Erdogan’s chance of creating a presidential system by changing the constitution is “greatly diminished,” Masraff said. “He is less likely to push forward controversial laws or decisions that would trigger a near-term negative public reaction,” she said, referring to some of the Istanbul projects such as the proposal for a third Bosporus bridge.
At an Istanbul rally on June 16, while police were tear-gassing protesters a few kilometers across the city, Erdogan made a brief reference to Ataturk while dwelling longer on Adnan Menderes, premier during the 1950s.

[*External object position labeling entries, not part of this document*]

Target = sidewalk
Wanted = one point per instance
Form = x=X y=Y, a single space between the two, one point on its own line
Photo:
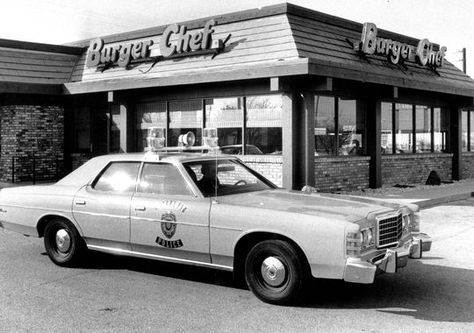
x=424 y=196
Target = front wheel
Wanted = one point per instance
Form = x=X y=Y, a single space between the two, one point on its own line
x=63 y=243
x=274 y=272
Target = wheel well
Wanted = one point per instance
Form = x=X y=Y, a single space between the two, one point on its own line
x=45 y=220
x=245 y=244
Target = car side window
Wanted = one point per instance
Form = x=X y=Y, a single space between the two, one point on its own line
x=118 y=177
x=162 y=178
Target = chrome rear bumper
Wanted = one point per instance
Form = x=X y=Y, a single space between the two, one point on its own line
x=359 y=270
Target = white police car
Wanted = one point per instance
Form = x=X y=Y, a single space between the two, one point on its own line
x=212 y=210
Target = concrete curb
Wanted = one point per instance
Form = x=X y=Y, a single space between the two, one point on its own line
x=438 y=201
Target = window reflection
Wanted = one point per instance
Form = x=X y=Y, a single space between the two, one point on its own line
x=440 y=129
x=226 y=114
x=464 y=130
x=324 y=127
x=404 y=128
x=149 y=115
x=423 y=129
x=185 y=116
x=387 y=126
x=351 y=127
x=264 y=132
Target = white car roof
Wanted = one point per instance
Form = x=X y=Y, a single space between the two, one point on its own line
x=86 y=172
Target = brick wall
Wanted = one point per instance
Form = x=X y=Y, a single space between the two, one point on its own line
x=79 y=159
x=32 y=136
x=269 y=166
x=341 y=173
x=414 y=168
x=468 y=165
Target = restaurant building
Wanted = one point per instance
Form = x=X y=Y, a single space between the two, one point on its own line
x=303 y=97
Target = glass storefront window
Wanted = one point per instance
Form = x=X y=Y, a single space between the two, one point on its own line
x=472 y=130
x=185 y=116
x=464 y=130
x=264 y=132
x=151 y=114
x=387 y=127
x=423 y=129
x=440 y=129
x=226 y=114
x=325 y=125
x=404 y=128
x=351 y=127
x=82 y=123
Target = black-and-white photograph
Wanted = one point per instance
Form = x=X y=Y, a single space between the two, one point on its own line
x=237 y=166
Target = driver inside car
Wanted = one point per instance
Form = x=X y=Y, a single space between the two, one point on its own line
x=209 y=183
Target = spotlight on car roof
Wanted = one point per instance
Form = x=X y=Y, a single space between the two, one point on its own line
x=155 y=139
x=187 y=140
x=209 y=137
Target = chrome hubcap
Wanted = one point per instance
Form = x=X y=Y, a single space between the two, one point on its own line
x=63 y=240
x=273 y=271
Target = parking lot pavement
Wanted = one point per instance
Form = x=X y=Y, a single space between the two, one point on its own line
x=116 y=294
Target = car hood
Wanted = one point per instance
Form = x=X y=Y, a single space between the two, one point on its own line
x=318 y=204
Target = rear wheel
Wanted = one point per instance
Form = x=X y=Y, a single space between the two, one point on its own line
x=274 y=272
x=63 y=243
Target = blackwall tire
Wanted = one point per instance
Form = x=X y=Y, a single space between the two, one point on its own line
x=274 y=272
x=63 y=243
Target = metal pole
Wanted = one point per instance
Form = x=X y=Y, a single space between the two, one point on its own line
x=464 y=69
x=34 y=169
x=13 y=169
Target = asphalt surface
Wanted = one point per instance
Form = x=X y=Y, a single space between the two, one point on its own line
x=117 y=294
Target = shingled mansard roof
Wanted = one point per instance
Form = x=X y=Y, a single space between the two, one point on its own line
x=279 y=40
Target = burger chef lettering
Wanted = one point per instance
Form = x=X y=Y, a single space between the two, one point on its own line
x=183 y=42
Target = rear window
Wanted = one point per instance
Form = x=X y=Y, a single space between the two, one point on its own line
x=161 y=178
x=119 y=177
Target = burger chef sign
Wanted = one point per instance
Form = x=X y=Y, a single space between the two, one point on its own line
x=175 y=40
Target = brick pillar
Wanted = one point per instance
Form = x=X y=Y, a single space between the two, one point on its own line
x=32 y=135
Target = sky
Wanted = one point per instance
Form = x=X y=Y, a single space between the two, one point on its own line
x=448 y=23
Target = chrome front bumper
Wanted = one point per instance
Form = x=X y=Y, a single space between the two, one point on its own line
x=360 y=270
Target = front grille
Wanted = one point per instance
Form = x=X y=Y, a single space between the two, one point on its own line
x=389 y=229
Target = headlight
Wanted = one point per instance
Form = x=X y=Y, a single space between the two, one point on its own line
x=415 y=223
x=367 y=237
x=353 y=243
x=406 y=222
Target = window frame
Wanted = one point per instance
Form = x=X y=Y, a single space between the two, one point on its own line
x=106 y=167
x=337 y=131
x=413 y=126
x=184 y=176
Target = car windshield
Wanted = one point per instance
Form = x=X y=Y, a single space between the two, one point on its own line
x=225 y=177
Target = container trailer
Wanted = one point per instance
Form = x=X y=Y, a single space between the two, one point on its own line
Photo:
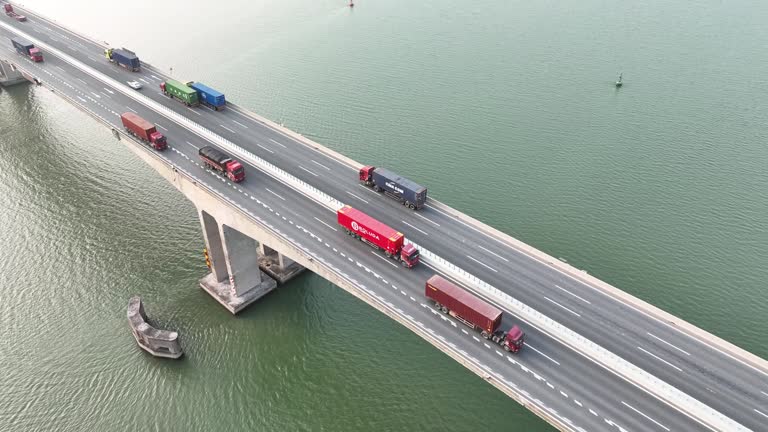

Menderes, who like Erdogan won three elections, presided over an economic boom and eased some of Ataturk’s curbs on Islam, was overthrown by the military in 1960 and executed a year later.
“They say ‘the prime minister talks too harshly’,” Erdogan said, referring to criticism of his response to protests. “Well, Adnan Menderes was a very polite, very courteous man. And they took him to the gallows.”
Erdogan also has evoked the pre-Ataturk past when Turkey was the center of the Ottoman Empire, which ruled much of eastern Europe, North Africa and the Middle East. Last month he named the planned new Bosporus bridge after the Ottoman Sultan Selim I. At a rally in Erzurum on June 23, while proscribing the Ataturk portrait on the national flag, he said the Ottoman symbol -- three crescent moons -- was acceptable for supporters to hang outside their homes.
Erdogan’s plans for the Taksim barracks are part of that emphasis on the pre-republican period. They “symbolize the clash between old and new in Turkey,” Taner Akcam, a professor of history at Clark University in Worcester, Massachusetts, said in an e-mail.
Erdogan’s government has downplayed Ataturk’s legacy, with lower-key celebrations of national holidays associated with the republic’s founder, without openly confronting it. When riot police tore down protest banners in Taksim, they were careful to leave posters of Ataturk intact, and a giant one now hangs on the Ataturk Cultural Center, one of the square’s landmarks.
Erdogan, though, has said that in order to build a new opera house, he’ll tear down the whole building.
“Erdogan styles himself a patriarch who knows best,” Akcam said. “And like a domineering father, he solicits opinions but imposes his own decisions.”